My ten days on the minumum wage

My ten days on the minumum wage

Remember the other week I announced there's no way on Earth that I'd ever consider going on Big Brother? I still stand by that but what I didn't tell you was that I had a rival reality telly appearance in the pipeline.

My instinct is to blabbermouth the whole story but if I do, the programme makers will probably be very cross with me - especially as it won't be screened till November. So I won't tell you what it is or why I'm on it, but it's not giving too much away to tell you that it involved a week and a half living on the minimum wage in a southern seaside town.

I've just got back and I feel like the experience has changed my life. I'm no stranger to being poor - I built my businesses up from nothing - but it made me think hard about quality of life, friends and family.

I arrived in town penniless, like any travelling job seeker, and took up residence in a caravan - scrounging tea bags and milk, and bread and butter from my neighbours on the site until I could earn some money - being filmed all the while.

Then I got a job delivering meals on wheels, which I loved because I got to chat to all the elderly and disabled people including a lady who'd had a stroke 30 years previously and had been in a wheelchair able only to communicate with a keypad ever since. She'd worked at Harrods in cosmetics as a young woman. She spelled out: "The stroke was my own fault, I shouldn't have overworked myself."

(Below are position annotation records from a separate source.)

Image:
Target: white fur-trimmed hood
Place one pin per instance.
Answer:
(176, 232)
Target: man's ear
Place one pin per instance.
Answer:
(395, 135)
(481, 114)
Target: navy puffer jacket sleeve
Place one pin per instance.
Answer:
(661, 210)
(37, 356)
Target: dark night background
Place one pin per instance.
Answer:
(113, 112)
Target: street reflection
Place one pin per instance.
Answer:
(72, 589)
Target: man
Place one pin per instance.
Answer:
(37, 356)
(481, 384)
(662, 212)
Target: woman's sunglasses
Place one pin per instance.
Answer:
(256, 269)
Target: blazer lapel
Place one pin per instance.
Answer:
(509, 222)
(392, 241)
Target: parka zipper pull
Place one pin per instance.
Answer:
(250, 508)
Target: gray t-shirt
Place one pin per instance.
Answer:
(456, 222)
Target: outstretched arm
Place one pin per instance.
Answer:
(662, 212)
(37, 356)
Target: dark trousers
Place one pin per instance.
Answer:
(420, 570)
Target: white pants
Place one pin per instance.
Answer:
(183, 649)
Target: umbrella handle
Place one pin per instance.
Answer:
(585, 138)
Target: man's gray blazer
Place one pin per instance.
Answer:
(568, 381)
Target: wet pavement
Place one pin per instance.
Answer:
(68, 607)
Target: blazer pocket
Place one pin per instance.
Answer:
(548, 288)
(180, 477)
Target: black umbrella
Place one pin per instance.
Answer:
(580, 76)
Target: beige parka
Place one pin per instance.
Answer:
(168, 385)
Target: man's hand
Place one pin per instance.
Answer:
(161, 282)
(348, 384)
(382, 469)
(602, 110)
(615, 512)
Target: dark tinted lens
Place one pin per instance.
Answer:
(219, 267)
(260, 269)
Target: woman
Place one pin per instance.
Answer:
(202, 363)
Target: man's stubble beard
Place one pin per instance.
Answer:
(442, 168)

I felt sad and touched and full of admiration for her all at the same time. Totally humbled. For a day's work I collected about £36. I needed £20 to pay for my caravan, which left a few pounds to buy potatoes and baked beans for tea - a perk of being a meals on wheels man is that you get a free lunch and it was excellent stuff, stewed steak and carrots.

I found out, though, that they were changing the system meaning some older folk who'd been entitled to free dinners were going to have to start paying up or going without - which seemed really unfair.

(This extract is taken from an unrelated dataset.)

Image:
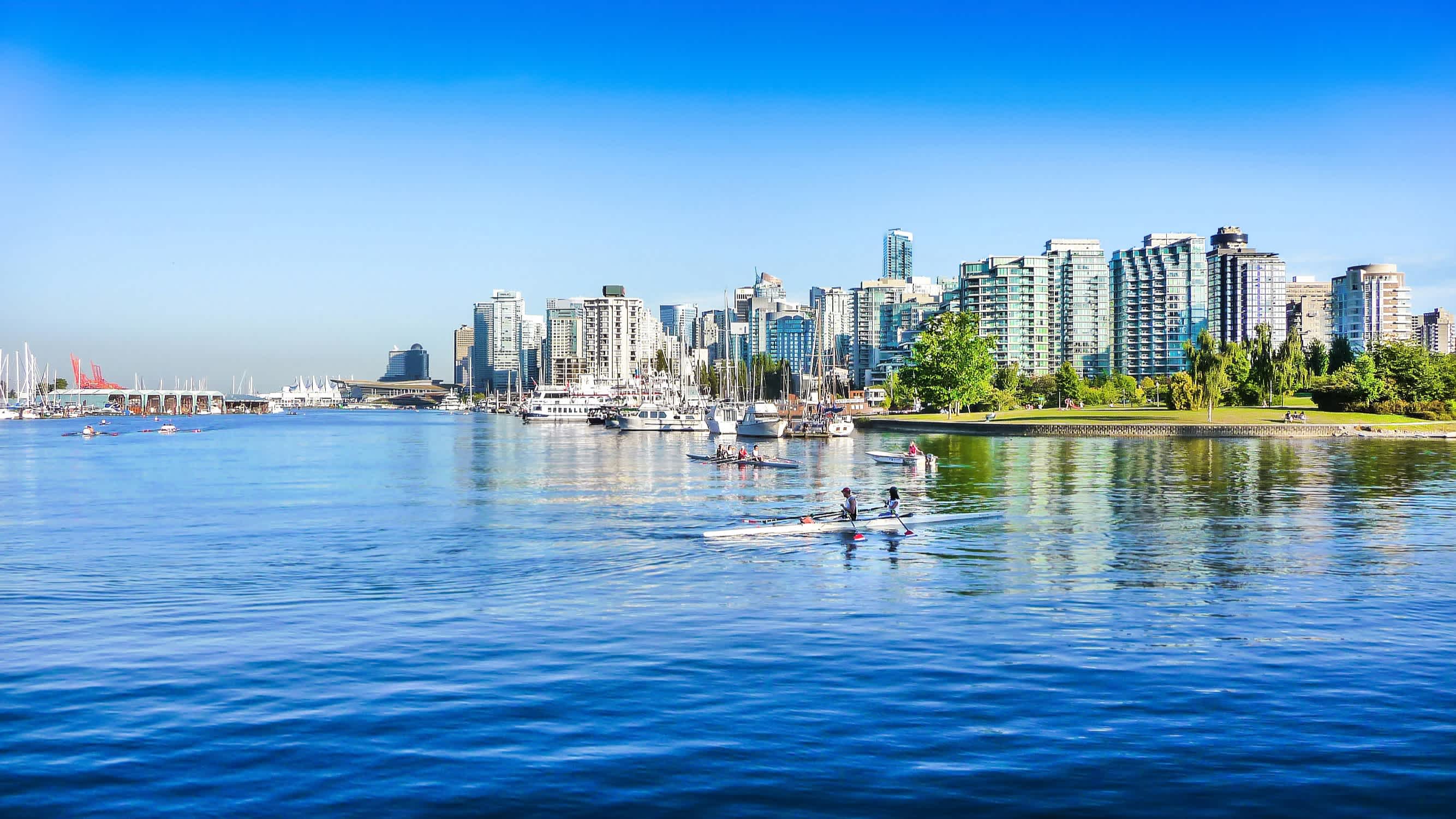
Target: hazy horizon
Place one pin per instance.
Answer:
(204, 190)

My next job was in a nursing home, caring for elderly people. It was hard, physical work hoisting people up, and it was nice chatting to residents and getting to know them. It made me think about how the elderly get neglected in society and how many don't seem to have many friends around them in their final years.

Much less emotionally gruelling was a stint in a chip shop peeling the potatoes and putting them through the slicing machine and serving customers, who I found myself interviewing to pass the time.

I was fascinated that in this seaside town, they put the fish in the tray first and the chips on top.

"But that'll make the fish soggy!" I protested, and just had to ask every single punter whether they really wanted their fish in first. "Of course," they said, aghast. "That's the way it's done round here."

I have to say by the end of the 10 days I really liked my caravan, despite its rubbish cold shower. But I couldn't wait to get back to Yorkshire for proper fish and chips, the very finest in Britain.

Seriously, the episode made me to decide to enjoy life, relax more and make extra time for friends and socialising. If I'm in that nursing home I want all my mates around me!



Me and Leigh go back a long way

I'm hoping to renew a very old friendship with Leigh Francis, better known as Mr Bo Selecta. I used to be very good mates with his pal Keith, on whom the character Keith Lemon is based.

The pair of them used to come into the Ritzy nightclub in the Merrion centre when I used to DJ. I can't remember that much about Leigh - sorry I have no stories about him skating across the dancefloor with chickens wedged onto his feet like he does in his Wacko Jacko garb in Bo Selecta - but he remembers me.

When I was filming the reality show, the sound man knew I was from Leeds and mentioned that he knew him. I said I did too and that I'd like to get back in touch so he texted Leigh saying: "Do you know Terry George from Leeds?"

He said: "Yes," straight away and said it was ok for his number to be passed on to me. I rang it and got his goofy answering message, imploring me to "please leave a message and have a nice day" in an Avid Merrion type voice, but he hasn't called me back yet. I'll let you know when he does!


Celebs in court - and the clink

You can't pick up a paper without reading about a celeb in court - George Michael, Britney Spears, Paris Hilton. It seems you're not a bona fide A-lister unless you're getting hauled before the beak for some sort of bad behaviour.

However famous you are, and however many favours you can pull in from your friends in high places, you're never above the law. Something tells me that if I were to start trying to poke my camera lens over prison walls in my never-ending celeb-spotting quest, I'll be in the magistrates court myself ... would that be a way to make new high-profile pals?